Pertama-tama Nabi Muhammad SAW dalam rangka memberikan pendidikan
tauhid ini, mengajak umatnya untuk membaca, memperhatikan dan memikirkan
kekuasaan dan kebesaran Allah dan diri manusia sendiri. Kemudian beliau
mengajarkan cara bagaimana merealisir pengertian tauhid tersebut dalam
kehidupan sehari-hari. Semua kebiasaan kehidupan yang bertentangan atau tidak
sesuai dengan pengertian tauhid, diubah dan diluruskan secara berangsur-angsur,
sehingga sesuai dengan kebenaran ajaran tauhid.
2.
Pengajaran Al-Qur’an di Mekkah
Al-Qur’an adalah merupakan intisari dan sumber pokok dari ajaran
Islam yang disampaikan oleh Muhammad SAW kepada umatnya. Tugas Muhammad
disamping mengajarkan tauhid juga mengajarkan Al-Qur’an kepada umatnya, agar
secara utuh dan sempurna menjadi milik umatnya, yang selanjutnya akan menjadi
warisan ajaran secara turun temurun, dan menjadi pegangan dan pedoman hidup
bagi kaum muslimin sepanjang zaman.[4]Tujuan
terpenting al-Qur’an diturunkan kepada manusia adalah mendidik mereka dengan
metode mengajak, mengkaji, membaca, belajar dan melakukan observasi ilmiah
tentang fenomena penciptaan manusia sejak masih berbentuk segumpal darah beku
didalam rahim ibunya.[5]
Selain itu juga bertujuan agar ruh al-Qur’an senantiasa tertanam pada jiwa
mereka cahaya al-Qur’an memancar pada pemikiran, pandangan, dan indra mereka.
Dan bertujuan pula agar mereka menerima aqidah-aqidah al-Qur’an sejak dini,
tumbuh dan beranjak dewasa senantiasa mencintai al-Qur’an, kontak dengannya,
menjalankan perintah-perintahnya, dan menjauhi larangan-larangannya dan
berakhlak seperti akhlak al-Qur’an, serta berjalan diatas prinsip-prinsipnya.[6]

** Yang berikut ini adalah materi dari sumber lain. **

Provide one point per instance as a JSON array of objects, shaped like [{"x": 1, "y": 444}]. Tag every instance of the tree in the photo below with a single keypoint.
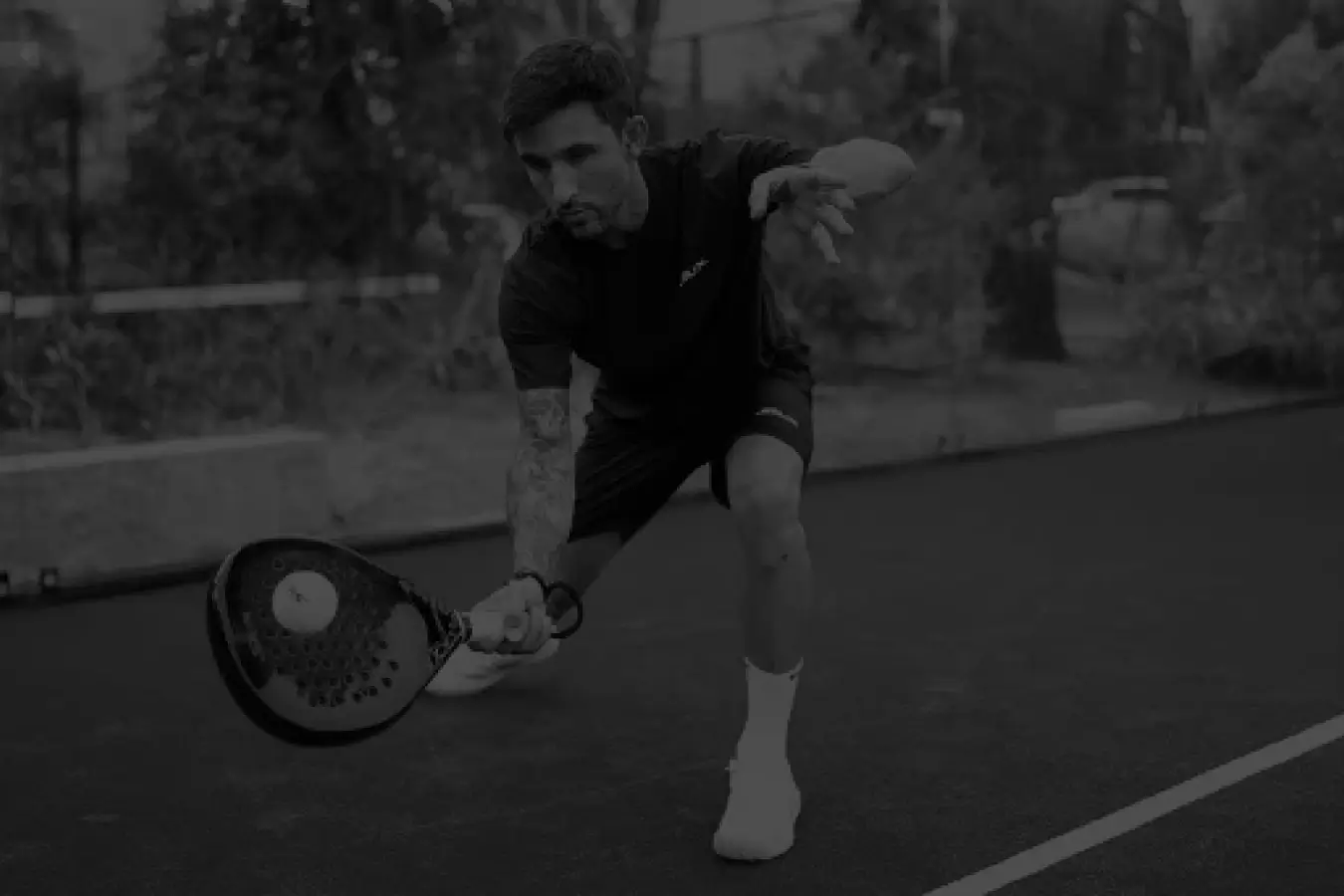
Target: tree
[
  {"x": 39, "y": 96},
  {"x": 285, "y": 135}
]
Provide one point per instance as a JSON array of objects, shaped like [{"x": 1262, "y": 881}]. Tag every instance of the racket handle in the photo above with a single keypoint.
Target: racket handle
[{"x": 487, "y": 629}]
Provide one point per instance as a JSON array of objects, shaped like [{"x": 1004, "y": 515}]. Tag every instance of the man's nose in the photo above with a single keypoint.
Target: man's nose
[{"x": 563, "y": 184}]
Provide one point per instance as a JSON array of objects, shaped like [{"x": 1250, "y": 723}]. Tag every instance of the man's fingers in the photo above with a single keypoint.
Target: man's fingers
[
  {"x": 821, "y": 237},
  {"x": 832, "y": 218},
  {"x": 840, "y": 199}
]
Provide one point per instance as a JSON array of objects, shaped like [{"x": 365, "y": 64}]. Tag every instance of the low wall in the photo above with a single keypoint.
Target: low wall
[{"x": 156, "y": 503}]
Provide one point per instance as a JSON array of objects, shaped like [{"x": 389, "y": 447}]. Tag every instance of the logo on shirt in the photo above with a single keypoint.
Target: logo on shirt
[
  {"x": 692, "y": 270},
  {"x": 777, "y": 412}
]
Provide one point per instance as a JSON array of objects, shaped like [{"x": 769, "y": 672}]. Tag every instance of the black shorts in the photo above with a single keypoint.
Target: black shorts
[{"x": 628, "y": 470}]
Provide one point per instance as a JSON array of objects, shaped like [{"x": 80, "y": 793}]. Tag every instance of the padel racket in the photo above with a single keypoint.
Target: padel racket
[{"x": 320, "y": 646}]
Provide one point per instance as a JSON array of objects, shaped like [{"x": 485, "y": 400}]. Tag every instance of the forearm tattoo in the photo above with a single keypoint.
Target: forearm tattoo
[{"x": 540, "y": 497}]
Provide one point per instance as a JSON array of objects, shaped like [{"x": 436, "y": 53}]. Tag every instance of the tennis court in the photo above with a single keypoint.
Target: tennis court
[{"x": 1010, "y": 650}]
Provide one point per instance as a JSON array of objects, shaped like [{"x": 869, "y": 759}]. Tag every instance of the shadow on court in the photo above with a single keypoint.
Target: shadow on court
[{"x": 1010, "y": 650}]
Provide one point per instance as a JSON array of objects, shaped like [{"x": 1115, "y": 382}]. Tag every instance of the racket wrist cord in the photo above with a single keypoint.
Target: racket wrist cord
[{"x": 566, "y": 592}]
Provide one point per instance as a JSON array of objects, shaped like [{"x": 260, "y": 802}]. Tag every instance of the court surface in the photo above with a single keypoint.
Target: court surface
[{"x": 1010, "y": 649}]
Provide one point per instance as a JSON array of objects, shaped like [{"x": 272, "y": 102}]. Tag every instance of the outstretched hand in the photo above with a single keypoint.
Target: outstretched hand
[{"x": 813, "y": 200}]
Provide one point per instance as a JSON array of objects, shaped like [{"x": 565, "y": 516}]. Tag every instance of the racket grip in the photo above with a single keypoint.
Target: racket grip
[{"x": 488, "y": 630}]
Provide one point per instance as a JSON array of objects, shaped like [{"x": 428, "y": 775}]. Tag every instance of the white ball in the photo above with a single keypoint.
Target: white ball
[{"x": 304, "y": 602}]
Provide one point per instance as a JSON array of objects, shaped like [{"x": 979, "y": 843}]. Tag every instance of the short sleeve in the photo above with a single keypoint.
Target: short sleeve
[{"x": 534, "y": 316}]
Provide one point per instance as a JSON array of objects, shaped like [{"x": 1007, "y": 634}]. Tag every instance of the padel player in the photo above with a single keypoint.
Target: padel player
[{"x": 648, "y": 265}]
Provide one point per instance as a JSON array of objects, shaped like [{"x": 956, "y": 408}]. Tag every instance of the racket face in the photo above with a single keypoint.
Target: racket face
[{"x": 318, "y": 645}]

Ada beberapa faktor yang memungkinkan Muhammad SAW mengajarkan
al-Qur’an dengan baik dan sempurna. Masyarakat bangsa Arab pada masa itu dikenal
sebagai masyarakat yang ummi yang pada umumnya tidak dapat membaca dan menulis.
Hanya beberapa orang saja yang dapat menulis dan membaca memberi indikasi bahwa
baca tulis belum membudaya dalam kehidupan mereka sehari-hari.
Tradisi budaya
mereka adalah tradisi budaya lisan, warisan budaya mereka diwariskan pula
secara lisan. Mereka mempunyai tradisi menghafal syair-syair dan puisi-puisi
yang indah,nasab (uruan garis keturunan)pun mereka hafalkan. Mereka mewariskan
tradisi tersebut secara lisan, sehingga kepandaian membaca dan menulis tidak
merupakan hal yang penting dalam tradisi budaya mereka. Dengan tradisi lisan
tersebut, mereka terkenal sebagai orang-orang yang kuat hafalan.
Muhammad SAW
diperintahkan oleh Allah untuk membaca, lalu ia membaca situasi sekitarnya dan
situasi masyarakat yang menjadi sasaran tugasnya. Ia melihat potensi pengikutnya
yang kuat hafalannya, dan potensi sebagian dari mereka yang pandai tulis baca.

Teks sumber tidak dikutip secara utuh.